Mönchengladbach · Die Beratungsstelle der Sozial-Holding der Stadt informiert in den Altenheimen über die neuen Pflegegrade - und darüber, welche Fallen das neue System mit sich bringt.

Am 1. Januar 2017 ist die weitreichendste Reform seit der Einführung der Pflegeversicherung in Kraft getreten. Das Pflegestärkungsgesetz II bietet viele Verbesserungen für Pflegebedürftige und ihre Angehörigen, aber es wirft auch viele Fragen auf. Fragen, denen sich unter anderem die Experten der Beratungsstelle der Sozial-Holding bei Infoveranstaltungen in den Altenheimen stellen. Ein solcher Infoabend fand jetzt im Altenheim Lürrip statt.

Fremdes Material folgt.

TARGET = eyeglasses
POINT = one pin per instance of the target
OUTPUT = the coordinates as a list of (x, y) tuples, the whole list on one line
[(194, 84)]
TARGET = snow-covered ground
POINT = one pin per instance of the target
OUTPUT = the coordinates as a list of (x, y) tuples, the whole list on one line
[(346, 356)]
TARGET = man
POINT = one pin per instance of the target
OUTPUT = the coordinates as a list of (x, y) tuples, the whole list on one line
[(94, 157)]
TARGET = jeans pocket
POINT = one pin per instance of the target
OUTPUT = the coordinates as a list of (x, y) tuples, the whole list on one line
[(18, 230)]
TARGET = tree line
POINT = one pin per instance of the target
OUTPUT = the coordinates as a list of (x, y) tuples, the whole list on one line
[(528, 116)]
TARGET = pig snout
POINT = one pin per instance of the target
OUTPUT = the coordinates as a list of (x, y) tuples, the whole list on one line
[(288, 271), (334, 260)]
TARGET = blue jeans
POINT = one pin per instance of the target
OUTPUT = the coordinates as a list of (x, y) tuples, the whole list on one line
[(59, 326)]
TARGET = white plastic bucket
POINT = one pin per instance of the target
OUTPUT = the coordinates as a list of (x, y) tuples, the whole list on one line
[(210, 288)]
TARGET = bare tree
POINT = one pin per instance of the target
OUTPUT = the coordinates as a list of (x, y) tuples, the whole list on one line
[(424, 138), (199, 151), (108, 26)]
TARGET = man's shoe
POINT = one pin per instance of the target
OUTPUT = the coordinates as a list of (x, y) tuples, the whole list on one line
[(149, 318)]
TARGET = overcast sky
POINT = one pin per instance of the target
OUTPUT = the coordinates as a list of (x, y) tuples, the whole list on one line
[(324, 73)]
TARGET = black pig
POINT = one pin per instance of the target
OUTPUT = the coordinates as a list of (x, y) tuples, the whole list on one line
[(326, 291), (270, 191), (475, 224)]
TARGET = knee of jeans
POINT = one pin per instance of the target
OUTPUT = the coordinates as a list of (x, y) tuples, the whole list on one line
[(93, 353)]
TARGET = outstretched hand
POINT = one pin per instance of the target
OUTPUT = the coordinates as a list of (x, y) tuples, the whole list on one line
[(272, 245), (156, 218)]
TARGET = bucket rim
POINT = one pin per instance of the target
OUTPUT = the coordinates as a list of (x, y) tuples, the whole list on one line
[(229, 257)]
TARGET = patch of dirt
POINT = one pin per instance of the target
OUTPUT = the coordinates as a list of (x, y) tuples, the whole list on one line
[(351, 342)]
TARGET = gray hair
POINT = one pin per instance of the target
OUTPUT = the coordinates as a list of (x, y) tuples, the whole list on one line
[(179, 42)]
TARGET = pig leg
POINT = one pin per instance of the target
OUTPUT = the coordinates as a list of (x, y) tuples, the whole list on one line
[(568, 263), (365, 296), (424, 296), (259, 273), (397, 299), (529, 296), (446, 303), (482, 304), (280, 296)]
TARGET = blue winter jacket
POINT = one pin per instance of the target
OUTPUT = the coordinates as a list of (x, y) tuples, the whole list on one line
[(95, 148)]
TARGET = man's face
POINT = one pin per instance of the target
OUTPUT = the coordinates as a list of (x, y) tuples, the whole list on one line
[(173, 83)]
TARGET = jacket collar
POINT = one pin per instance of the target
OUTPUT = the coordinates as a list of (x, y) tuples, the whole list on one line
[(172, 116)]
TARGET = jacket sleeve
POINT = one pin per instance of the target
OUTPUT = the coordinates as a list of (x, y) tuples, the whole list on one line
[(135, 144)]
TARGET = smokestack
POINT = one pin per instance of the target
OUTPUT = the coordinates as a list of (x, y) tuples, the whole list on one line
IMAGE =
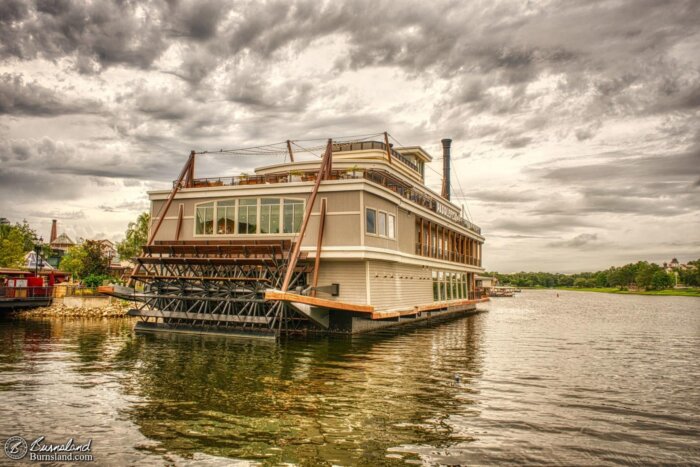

Um es vorwegzusagen: Das neue Gesetz ist in dem Bemühen, Transparenz zu schaffen und möglichst viele Fälle zu berücksichtigen, ausgesprochen komplex und nicht gerade leicht verständlich. Selbst die Experten sehen noch etliche offene Fragen. Zwei Grundsätze jedoch sind wichtig und gut zu merken: Niemand soll durch das neue Gesetz schlechter gestellt werden. Dieser Grundsatz firmiert unter "Bestandsschutz". Der Bestandsschutz - und das ist ebenfalls entscheidend - gilt jedoch nur bis zu einer Neueinstufung durch einen Gutachter. Dessen sollten sich Angehörige und Betreuer bewusst sein. Wird ein Pflegebedürftiger neu eingestuft, kann es auch zu Verschlechterungen kommen. Wie bei dem tragischen Fall, bei dem eine Seniorin, die seit sechs Jahren im Heim lebte, auf Veranlassung ihrer Betreuerin neu eingestuft wurde und damit ihr Anrecht auf einen Heimplatz verlor. Also sollte nur dann der Bestandsschutz durch eine Neueinstufung aufgehoben werden, wenn gesichert ist, dass auch eine Höherstufung erfolgt.

Der zweite Grundsatz des Pflegestärkungsgesetzes lautet nämlich: ambulant vor stationär. Das Leben in der eigenen Wohnung wird durch ambulante Angebote möglichst lange ermöglicht, die Unterbringung im Heim greift nur, wenn die ambulante Unterstützung nicht mehr ausreicht. Gleichzeitig werden die Demenzerkrankungen bei der Einstufung endlich berücksichtigt. "Eingeschränkte Alltagskompetenz" heißt das und führt zu einer ordentlichen Anhebung der Sachleistungen, worunter auch die Dienstleistungen der Pflegedienste fallen. Es gibt zudem ein Anrecht auf Entlastungsleistungen, das bei Pflegegrad Eins 125 Euro beträgt. Dieses Geld kann für Hilfe im Haushalt genauso eingesetzt werden wie für Sportangebote. Wichtig: Es lässt sich ansparen. Bei Bedarf kann dann eine größere Summe verwendet werden. Aus einem anderen Topf wird die Tagespflege bezahlt, also die Möglichkeit, einen pflegebedürftigen Angehörigen stunden- oder tageweise in einer entsprechenden Einrichtung unterzubringen. Das bedeutet Entlastung für die Angehörigen, die sich um die Pflege kümmern.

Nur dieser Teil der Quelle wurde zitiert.